Gemcitabine as adjuvant chemotherapy following complete resection for pancreatic cancer did not improve overall survival when compared with standard chemotherapy with fluorouracil plus folinic acid in a randomized, controlled, open-label phase III trial, according to a report in the Sept. 8 issue of JAMA.
In what they described as “the largest ever adjuvant trial conducted in pancreatic cancer,” median overall survival and median progression-free survival were essentially the same between the two chemotherapies, said Dr. John P. Neoptolemos of the University of Liverpool (England) and his associates.
These findings do not confirm the results of a much smaller study involving patients with nonresected advanced pancreatic cancer, in which gemcitabine (Gemzar) conferred a survival benefit compared with fluorouracil.
The 1,088 patients in the European Study Group for Pancreatic Cancer–3 (ESPAC-3) trial were treated at 159 centers in 17 countries after undergoing complete macroscopic resection for ductal adenocarcinoma of the pancreas. The study subjects had a life expectancy of at least 3 months and showed no evidence of malignant ascites, peritoneal metastasis, or spread to the liver or other abdominal or extra-abdominal organs.
A total of 551 patients were randomly assigned to receive 6 months of standard fluorouracil plus folinic acid and 537 to receive 6 months of gemcitabine in the open-label trial. Patients were followed for a median of 2 years.
At the time of data analysis, 753 (69%) of the study subjects had died. Median survival was 23 months for the fluorouracil group and 23.6 months for the gemcitabine group, a nonsignificant difference.
Interim survival estimates for the fluorouracil group were 79% at 12 months and 48% at 24 months. Comparable estimates for the gemcitabine group were 80% at 12 months and 49% at 24 months, again a nonsignificant difference.
Similarly, median progression-free survival was 14 months for both study groups. Interim progression-free survival rates for fluorouracil was 56% at 12 months and 31% at 24 months, which was not significantly different from 61% and 30%, respectively, with gemcitabine, Dr. Neoptolemos and his colleagues said (JAMA 2010;304:1073-81).

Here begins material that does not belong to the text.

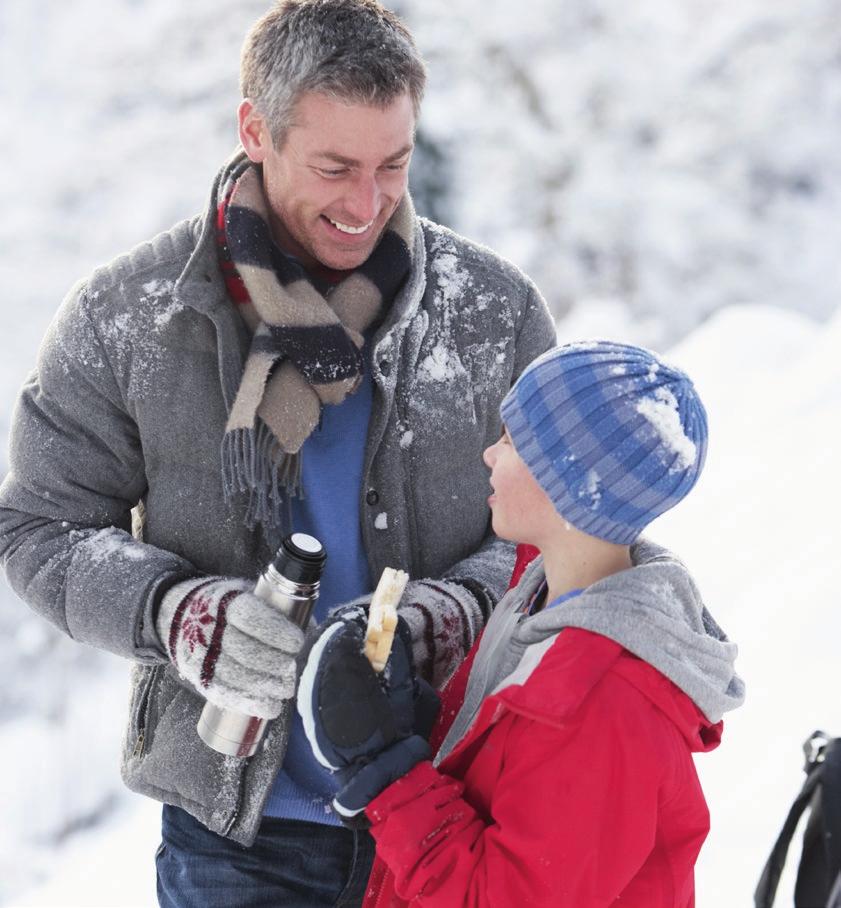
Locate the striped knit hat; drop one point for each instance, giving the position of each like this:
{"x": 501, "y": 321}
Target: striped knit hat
{"x": 611, "y": 433}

About twice as many patients receiving fluorouracil (14%) as those receiving gemcitabine (7.5%) reported serious adverse effects related to their treatment. Patients in the fluorouracil group reported significantly more stomatitis and diarrhea, while those in the gemcitabine group reported more hematologic toxicity.
Quality of life scores were similar between the two groups.
The investigators currently are conducting another study to compare combined gemcitabine plus capecitabine (Xeloda) (a fluoropyrimidine) against gemcitabine alone for pancreatic cancer.
In an editorial, Dr. Eileen M. O’Reilly of Memorial Sloan-Kettering Cancer Center and Weill Medical College of Cornell University, New York, said that even though gemcitabine did not prove superior to standard fluorouracil chemotherapy in this study, the findings provide a significant contribution by helping to firmly establish the value of adjuvant chemotherapy alone, rather than chemotherapy plus radiation, for resected pancreatic cancer.
It is now clear, she added, that both gemcitabine and fluorouracil offer a modest but real improvement in overall survival, with about twice as many patients who receive either adjuvant agent surviving for 5 years, compared with those who don’t receive either one.
The study by Neoptolemos et al also demonstrates that for patients unable to tolerate gemcitabine, there is now a clearly validated alternative with fluorouracil, she said (JAMA 2010;304:1124-5).
No financial conflicts of interest were reported by the study authors. This study was supported by Cancer Research UK, National Cancer Institute of Canada, Canadian Cancer Society, Fonds de Recherche de la Societe Nationale Francaise de Gastroenterologie, Fondazioone Italiana Malattie del Pancreas, Health and Medical Research Council of Australia, Cancer Councils of New South Wales, Queensland, Victoria, and South Austalia, and the UK National Institute for Health Research at Royal Marsden Hospital.
Dr. O’Reilly reported receiving research funding from Sanofi-Aventis and consulting fees from Genentech.